Daniel Jay Perez, 26, now faces a life term without the possibility of parole under the state's three strikes law.
Sentencing is set for Nov. 8.
A jury deliberated several hours Friday afternoon and reached its verdict before noon on Monday.
Perez was convicted of attempted second-degree murder and second-degree assault for trying to strangle fellow inmate David Hindal in November 2009 in the laundry room of special offenders unit at the Monroe Correctional Complex.
That day, Hindal was reading a book and performing his duties in the laundry room when Perez snuck up behind him. Perez wrapped a strip of cloth around his neck and pulled until Hindal lost consciousness, according to court records.
Perez left the room and returned to his cell.
When Hindal regained consciousness, he emerged from the laundry room and waved at the corrections staff.
The laundry room was a "blind spot," meaning that it can't been seen on the prison's video system.

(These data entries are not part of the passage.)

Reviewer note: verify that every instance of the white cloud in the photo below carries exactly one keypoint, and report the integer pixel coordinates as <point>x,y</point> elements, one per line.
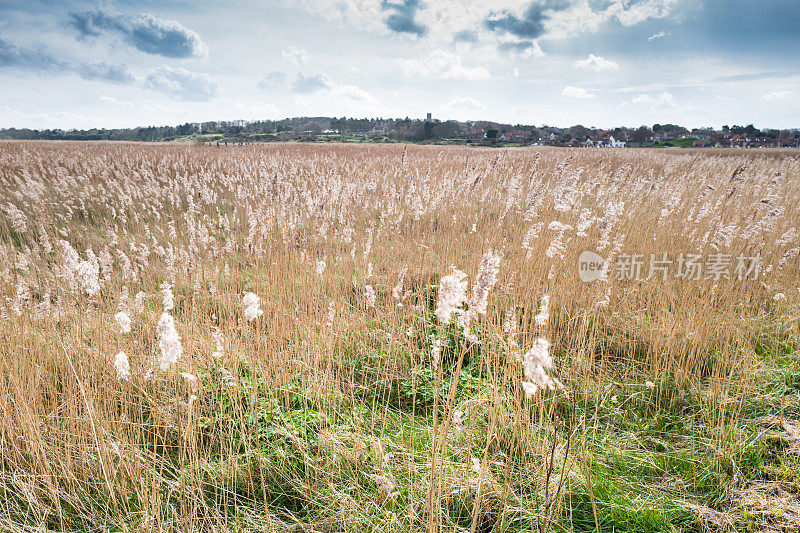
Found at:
<point>258,109</point>
<point>114,101</point>
<point>576,93</point>
<point>441,65</point>
<point>641,11</point>
<point>664,99</point>
<point>333,96</point>
<point>294,55</point>
<point>597,63</point>
<point>463,103</point>
<point>776,95</point>
<point>182,84</point>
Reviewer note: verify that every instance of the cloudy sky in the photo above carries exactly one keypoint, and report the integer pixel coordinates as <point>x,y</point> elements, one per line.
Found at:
<point>73,63</point>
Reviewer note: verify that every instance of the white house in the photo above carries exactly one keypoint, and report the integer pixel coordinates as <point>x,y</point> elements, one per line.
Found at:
<point>613,143</point>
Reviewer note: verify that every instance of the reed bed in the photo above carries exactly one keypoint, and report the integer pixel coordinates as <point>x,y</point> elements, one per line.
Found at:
<point>300,337</point>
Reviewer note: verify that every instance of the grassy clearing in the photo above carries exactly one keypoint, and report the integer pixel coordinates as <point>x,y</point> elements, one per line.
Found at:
<point>338,396</point>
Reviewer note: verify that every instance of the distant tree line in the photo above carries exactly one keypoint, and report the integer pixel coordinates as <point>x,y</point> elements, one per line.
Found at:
<point>400,129</point>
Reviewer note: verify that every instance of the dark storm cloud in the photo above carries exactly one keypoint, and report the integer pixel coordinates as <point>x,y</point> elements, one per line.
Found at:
<point>145,32</point>
<point>311,84</point>
<point>14,56</point>
<point>40,61</point>
<point>528,26</point>
<point>402,20</point>
<point>183,84</point>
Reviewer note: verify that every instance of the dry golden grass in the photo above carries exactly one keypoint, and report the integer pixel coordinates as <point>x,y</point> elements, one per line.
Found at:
<point>326,413</point>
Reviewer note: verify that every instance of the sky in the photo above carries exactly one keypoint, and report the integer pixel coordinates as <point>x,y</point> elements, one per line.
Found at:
<point>602,63</point>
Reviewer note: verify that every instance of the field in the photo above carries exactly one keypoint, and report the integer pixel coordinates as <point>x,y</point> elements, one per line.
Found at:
<point>391,338</point>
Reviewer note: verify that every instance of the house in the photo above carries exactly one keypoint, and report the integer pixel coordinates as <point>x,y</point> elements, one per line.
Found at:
<point>518,136</point>
<point>613,143</point>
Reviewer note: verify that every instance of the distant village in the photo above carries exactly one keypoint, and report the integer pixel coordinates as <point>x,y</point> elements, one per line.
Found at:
<point>430,130</point>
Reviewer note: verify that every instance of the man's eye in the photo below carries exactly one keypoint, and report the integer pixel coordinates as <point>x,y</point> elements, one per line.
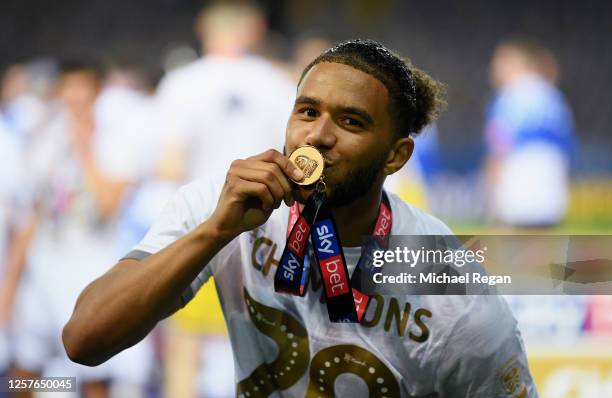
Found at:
<point>308,112</point>
<point>349,121</point>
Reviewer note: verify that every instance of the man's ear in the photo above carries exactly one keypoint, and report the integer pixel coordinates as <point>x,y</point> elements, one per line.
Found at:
<point>399,154</point>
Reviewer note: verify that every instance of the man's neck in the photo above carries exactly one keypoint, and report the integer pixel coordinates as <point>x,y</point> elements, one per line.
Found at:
<point>356,220</point>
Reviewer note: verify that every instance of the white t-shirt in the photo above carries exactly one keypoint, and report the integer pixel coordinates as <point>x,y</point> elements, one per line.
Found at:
<point>218,109</point>
<point>435,346</point>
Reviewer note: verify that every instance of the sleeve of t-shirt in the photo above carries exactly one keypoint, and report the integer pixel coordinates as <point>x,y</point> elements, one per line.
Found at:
<point>189,207</point>
<point>484,355</point>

Cameras, however, captured Perez in an adjacent day room. The video showed him pacing back and forth along one wall. After a couple of minutes Perez was seen pulling a ligature from his pocket and stretching it between his hands as he approached the laundry room
After the assault, Perez told corrections officers that God was making him do things and he began to yell about Satan, court papers said.
The case became more challenging to argue shortly before trial when Hindal said he would not testify, deputy prosecutor Tobin Darrow said.
"We had to go forward without testimony from the victim," Darrow said.
Perez originally was sent to the Washington State Reformatory in 2005 after he was convicted of vehicular homicide, vehicular assault and theft in Pierce County. About seven months into his sentence, Perez strangled his cellmate, Cory Garzina, with the drawstring from his prison-issued sweatpants. Garzina was found dead in the cell. He was serving a 14-month sentenced and was due to be released the next month, court papers said.
Perez told investigators that he'd had a dream that Garzina was going to stab him so he decided "he was going to take action first," according to court documents.
A jury in 2008 found Perez guilty of second-degree murder and he was sentenced to 30 years for the slaying.
Following the conviction, Perez continued to be housed in the special offenders unit at Monroe but no longer shared a cell.